Não se observou associação tempo de permanência hospitalar com o nível de ansiedade. Tampouco, os escores de ansiedade traço e estado foram preditivos do tempo de permanência hospitalar. Não há consenso na literatura sobre a relação entre ansiedade e tempo de internação.(29,30) No entanto, é preciso chamar a atenção para o fato de que o tempo médio de permanência hospitalar para esse grupo de pacientes vem diminuindo ao longo dos últimos 20 anos.(31) Tal fato se coloca como um desafio para a proposição de estratégias que visem a redução dos níveis de ansiedades nesses pacientes.

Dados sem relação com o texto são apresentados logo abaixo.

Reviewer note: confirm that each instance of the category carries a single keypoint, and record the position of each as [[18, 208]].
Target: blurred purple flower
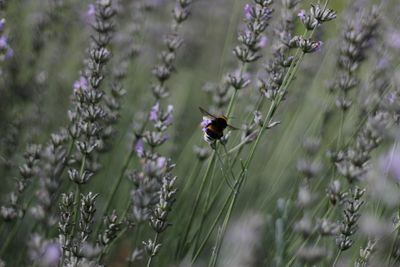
[[154, 112], [393, 39], [204, 123], [90, 13], [3, 43], [302, 14], [2, 24], [9, 53], [390, 164], [81, 84], [263, 41], [139, 148], [169, 117], [247, 11], [161, 162], [51, 255]]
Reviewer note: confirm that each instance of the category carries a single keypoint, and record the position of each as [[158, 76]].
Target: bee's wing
[[206, 113]]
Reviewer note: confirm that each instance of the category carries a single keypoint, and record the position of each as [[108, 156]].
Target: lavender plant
[[279, 173]]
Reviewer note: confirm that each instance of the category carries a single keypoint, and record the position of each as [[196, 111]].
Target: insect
[[214, 126]]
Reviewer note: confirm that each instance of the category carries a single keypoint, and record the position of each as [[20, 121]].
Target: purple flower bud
[[81, 84], [263, 41], [3, 43], [247, 11], [139, 148], [52, 255], [169, 117], [2, 24], [302, 14], [90, 13], [9, 53], [204, 123], [394, 40], [390, 164], [154, 112], [161, 162]]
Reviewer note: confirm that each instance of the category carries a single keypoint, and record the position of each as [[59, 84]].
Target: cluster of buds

Esse estudo tem limitações. A coleta de dados em um único centro e em serviço altamente especializado, assim como a não inclusão de pacientes com IAM com supradesnivelamento do segmento ST pode comprometer a generalização dos resultados. Além disso, coleta de dados clínicos a partir do prontuário do paciente depende da precisão e completude das informações documentadas. Apesar de o tempo entre a internação e a realização do cateterismo ter potencial influência nos níveis de ansiedade, este dado não foi analisado no presente estudo. Assim, sugere-se que outros estudos que avaliem a ansiedade em pacientes com SCA submetidos ao cateterismo não programado sejam realizados para viabilizar a maior compreensão do fenômeno, bem como sua associação com desfechos em curto prazo.

Conclusão

O nível de ansiedade de pacientes com SCA submetidos ao cateterismo não programado reduziu de forma significativa após a realização do procedimento. Ainda, embora o nível habitual de ansiedade (traço) esteja associado ao nível de ansiedade do momento (estado), a diferença no escore de ansiedade estado antes e depois do cateterismo não foi influenciada pelo nível de ansiedade traço. Os escores de ansiedade traço e estado não foram preditivos de desfechos a curto prazo (arritmia não fatal, gravidade clínica e tempo de permanência hospitalar).